Many protesters gathered both in favor and against the project at Philadelphia city council meetings concerning the arena's construction. In October 2024, a group of protestors against the project disrupted a city council meeting. The protest included hundreds of participants and was organized by No Arena PHL, a coalition started to oppose the planned arena. Since then, protests against the project continued at meetings concerning the project, including at one in December 2024, which was when the city council was supposed to hold another meeting and vote on the project, after the original meeting was postponed. However, it was yet again postponed due to an outburst by protesters. The final vote was held on December 19, 2024, where the city council approved the arena plans, however the vote itself was briefly delayed due to protestors having to be removed from the council floor.

== Support ==

=== City officials ===
In September 2024, mayor Cherelle Parker released a statement announcing her support for the proposed arena, despite objections from neighboring Chinatown and other community groups. Councilmember Jim Harrity also voiced his support for the proposal.

=== Labor ===
Ryan Boyer, the head of the Philadelphia Building and Construction Trades Council, praised the planned stadium as having the opportunity to "galvanize the construction industry in Philadelphia." Consultants working on the stadium expected as many as 9,000 professionals, trades members and managers to work on the project.

==Construction plans==
Harris Blitzer Sports & Entertainment (HBSE), who own and operate the 76ers, hired the architectural firm Gensler to design the arena and the engineering firm AECOM to build it. HBSE limited partner and real estate developer David Adelman managed the project's development.

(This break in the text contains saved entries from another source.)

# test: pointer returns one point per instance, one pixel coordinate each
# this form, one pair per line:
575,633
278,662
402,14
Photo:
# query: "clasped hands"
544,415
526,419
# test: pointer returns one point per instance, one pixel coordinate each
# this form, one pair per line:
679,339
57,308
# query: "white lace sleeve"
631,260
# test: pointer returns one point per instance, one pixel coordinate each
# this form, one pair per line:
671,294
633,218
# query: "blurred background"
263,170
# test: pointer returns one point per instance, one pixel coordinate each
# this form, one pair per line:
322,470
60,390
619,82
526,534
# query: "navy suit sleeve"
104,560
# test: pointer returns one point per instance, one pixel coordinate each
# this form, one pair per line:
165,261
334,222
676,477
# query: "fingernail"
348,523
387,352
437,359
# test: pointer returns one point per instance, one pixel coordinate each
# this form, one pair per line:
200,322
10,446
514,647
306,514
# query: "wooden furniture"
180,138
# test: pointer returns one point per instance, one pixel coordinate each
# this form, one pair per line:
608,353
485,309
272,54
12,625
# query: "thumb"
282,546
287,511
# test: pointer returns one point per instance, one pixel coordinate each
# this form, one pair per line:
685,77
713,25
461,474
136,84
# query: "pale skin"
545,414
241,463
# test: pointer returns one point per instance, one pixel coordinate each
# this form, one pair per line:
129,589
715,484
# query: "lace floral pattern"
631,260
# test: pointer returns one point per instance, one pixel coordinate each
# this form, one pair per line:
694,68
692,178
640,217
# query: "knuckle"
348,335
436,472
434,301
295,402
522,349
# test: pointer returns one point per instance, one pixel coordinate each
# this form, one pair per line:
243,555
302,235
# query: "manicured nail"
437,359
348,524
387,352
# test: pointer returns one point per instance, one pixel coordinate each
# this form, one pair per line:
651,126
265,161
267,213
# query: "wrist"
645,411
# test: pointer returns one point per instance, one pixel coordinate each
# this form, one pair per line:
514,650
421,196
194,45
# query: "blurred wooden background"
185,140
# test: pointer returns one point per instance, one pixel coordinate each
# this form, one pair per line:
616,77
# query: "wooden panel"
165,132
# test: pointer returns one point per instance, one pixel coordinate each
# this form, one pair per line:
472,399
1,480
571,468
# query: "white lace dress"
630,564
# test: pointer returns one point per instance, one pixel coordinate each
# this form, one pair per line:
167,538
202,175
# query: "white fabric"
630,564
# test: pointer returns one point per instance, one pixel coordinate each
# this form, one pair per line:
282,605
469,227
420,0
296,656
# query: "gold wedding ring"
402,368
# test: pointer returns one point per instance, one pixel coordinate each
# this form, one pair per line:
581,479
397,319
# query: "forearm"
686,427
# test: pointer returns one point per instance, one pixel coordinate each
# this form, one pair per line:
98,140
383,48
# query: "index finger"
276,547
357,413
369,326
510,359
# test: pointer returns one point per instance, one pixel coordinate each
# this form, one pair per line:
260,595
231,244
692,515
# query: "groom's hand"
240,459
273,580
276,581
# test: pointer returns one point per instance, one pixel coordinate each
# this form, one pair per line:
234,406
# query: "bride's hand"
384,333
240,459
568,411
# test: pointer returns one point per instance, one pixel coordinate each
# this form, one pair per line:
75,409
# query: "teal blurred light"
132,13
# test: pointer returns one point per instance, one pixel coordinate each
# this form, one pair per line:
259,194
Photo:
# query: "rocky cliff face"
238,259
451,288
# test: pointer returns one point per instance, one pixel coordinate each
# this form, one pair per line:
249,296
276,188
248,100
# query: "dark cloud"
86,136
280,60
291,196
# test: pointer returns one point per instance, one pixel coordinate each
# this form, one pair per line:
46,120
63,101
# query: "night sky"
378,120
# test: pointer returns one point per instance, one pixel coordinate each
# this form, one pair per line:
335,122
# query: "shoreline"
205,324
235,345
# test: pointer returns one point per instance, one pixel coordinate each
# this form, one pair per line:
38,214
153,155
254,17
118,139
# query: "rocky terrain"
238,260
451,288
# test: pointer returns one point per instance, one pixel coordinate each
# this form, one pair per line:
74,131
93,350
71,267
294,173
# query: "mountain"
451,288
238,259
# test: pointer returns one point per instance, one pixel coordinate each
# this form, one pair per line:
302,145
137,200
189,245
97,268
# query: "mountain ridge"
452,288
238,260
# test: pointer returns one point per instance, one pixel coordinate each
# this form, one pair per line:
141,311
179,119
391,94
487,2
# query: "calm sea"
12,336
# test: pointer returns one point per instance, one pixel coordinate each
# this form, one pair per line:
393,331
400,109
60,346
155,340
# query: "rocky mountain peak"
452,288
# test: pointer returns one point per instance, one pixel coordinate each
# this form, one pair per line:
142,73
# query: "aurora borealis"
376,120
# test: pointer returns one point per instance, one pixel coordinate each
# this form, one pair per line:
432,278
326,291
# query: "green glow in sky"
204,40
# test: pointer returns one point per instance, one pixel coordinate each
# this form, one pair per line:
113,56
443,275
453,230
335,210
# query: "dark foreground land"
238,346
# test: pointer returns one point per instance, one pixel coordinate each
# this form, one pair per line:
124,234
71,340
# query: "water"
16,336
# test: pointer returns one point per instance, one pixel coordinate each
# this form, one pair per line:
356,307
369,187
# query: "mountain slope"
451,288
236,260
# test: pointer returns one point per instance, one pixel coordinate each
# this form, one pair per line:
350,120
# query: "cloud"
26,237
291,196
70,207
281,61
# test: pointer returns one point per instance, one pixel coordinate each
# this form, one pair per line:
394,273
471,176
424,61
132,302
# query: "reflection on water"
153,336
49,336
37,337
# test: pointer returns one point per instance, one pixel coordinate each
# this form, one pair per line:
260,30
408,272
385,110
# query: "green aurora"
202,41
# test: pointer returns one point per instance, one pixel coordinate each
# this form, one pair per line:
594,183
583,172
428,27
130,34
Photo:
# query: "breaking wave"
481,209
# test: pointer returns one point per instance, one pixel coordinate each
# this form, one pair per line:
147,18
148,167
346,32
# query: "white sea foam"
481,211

HBSE did not plan to speed up the construction process in order to leave their current lease with the Wells Fargo Center sooner. The arena would have replaced one-third of Fashion District Philadelphia including the AMC Dine-In movie theater and Round 1 Bowling and Amusement. Groundbreaking on the arena was not expected for several years and was opposed by local residents and businesses which the arena would have displaced. HBSE planned to use the site of the Philadelphia Greyhound Terminal on Filbert Street to attract new businesses. 76 Place at Market East was expected to have a capacity of 18,500. The site of the arena was chosen because of its location to a number of public transit options.

HBSE stated the project would have been privately funded. However, a previous 30-year agreement that the property taxes for the site would be reduced remains in place through 2035. 76 Devcorp said they were open to accepting partial funding from the government.

== Approval and cancellation ==
The project was scheduled to move forward after being approved by the city council on December 19, 2024. Councilmembers Squilla, Johnson, Jones, Driscoll, Lozada, Bass, Phillips, O'Neill, Richardson, Thomas, and Harrity voted for all 11 of the bills needed to move forward with the project, while councilmembers Gauthier, Landau, Young, Brooks, and O'Rourke voted against 10 of them. Gauthier and Landau voted for one of the 11 bills, which proposed the creation of a Philadelphia Chinatown Overlay District, while the other opposing members voted against all 11.

On January 12, 2025, HBSE cancelled plans for 76 Place and announced a deal with Comcast Spectacor for a new arena to be built inside the South Philadelphia Sports Complex. A report by The Philadelphia Inquirer estimated that hearings, meetings, travel, behind the scenes bargaining and police overtime related to the arena and protests against the arena cost city taxpayers at least $469,000.